3. A computer case I saw done here is perfect, but that would depend on the amount you plan on drying.
4. My thoughts would be to build a medium sized cabinet, and run a deodorizer in it if you can get away with it at your place, but that takes you back to the attic option. 
5. maybe an old waterproof cardboard box, but that would stick out like a sore thumb in a field.
Finally you might consider building a stealth location in a tree, or some thick woods, where you can dry it, and keep it out of direct sunlight, give it a good camoflage job and waterproof it too.
just my $0.02

smoke in peace
KingKahuuna


----------



## lyfr (May 7, 2008)

do you or your buddy have any kind of shed or outbuilding you can put your own lock on? dig a giant hole for the box and cover with brush etc in _very uninhabited area_ but this might creat humidity prob without proper control measures, put an odor control/vent system on your dresser and fill it up, buildin something custom is probably your best bet if you have anywhere at all you can secure it...or, rent a motel room for a week if you got a field full it might be worth it,......you wanted idea's, thats all i got..dont know if any will work but if enough people throw ya ideas maybe one,or combo of, will work.  good luck!


----------



## md.apothecary (May 7, 2008)

Get a large enough rubbermaid container to hold your paper bags. This acts as it's own enviroment, and is sealable. The issue is that you would have to open up the rubbermaid unit at least a couple times a day.

I do this to control the odor. The larger the rubbermaid, the more air is in it, and since the bud itself is not "breathing" the air tends to stay fresh. If you open the bags and shake them around, you can eliminate the need to hang.
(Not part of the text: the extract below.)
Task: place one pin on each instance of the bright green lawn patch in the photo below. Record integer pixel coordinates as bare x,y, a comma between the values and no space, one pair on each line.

You MUST make sure to air out completely the bud daily. 

You must pour it out of the bags, and back in the bags daily!


----------



## The Hemp Goddess (May 7, 2008)

Check out the DIY section for some stealth drying boxes.  Out of these 20, some won't make it and some will be male.  You will want to pull the males as soon as they show sex.  So you will probably be left with 8-10 plants.  They will probably not all be ready at the same time--so drying should be manageable.  Also, you will probably want to harvest some of the plants with mostly clear and cloudy trichs for an up cerebral high, some with equal cloudy and amber trichs for an in-between high, and leave some until the trichs are mostly amber for a stonier couch-lock high.

I do have to say that I believe that you are counting your chickens before they are hatched...well, actually, you are counting your chickens before you even have eggs.  Your first concern should be security, water, and keeping animals away that will eat and/or trample your garden.  Gorilla farming has its own unique problems and rewards.


----------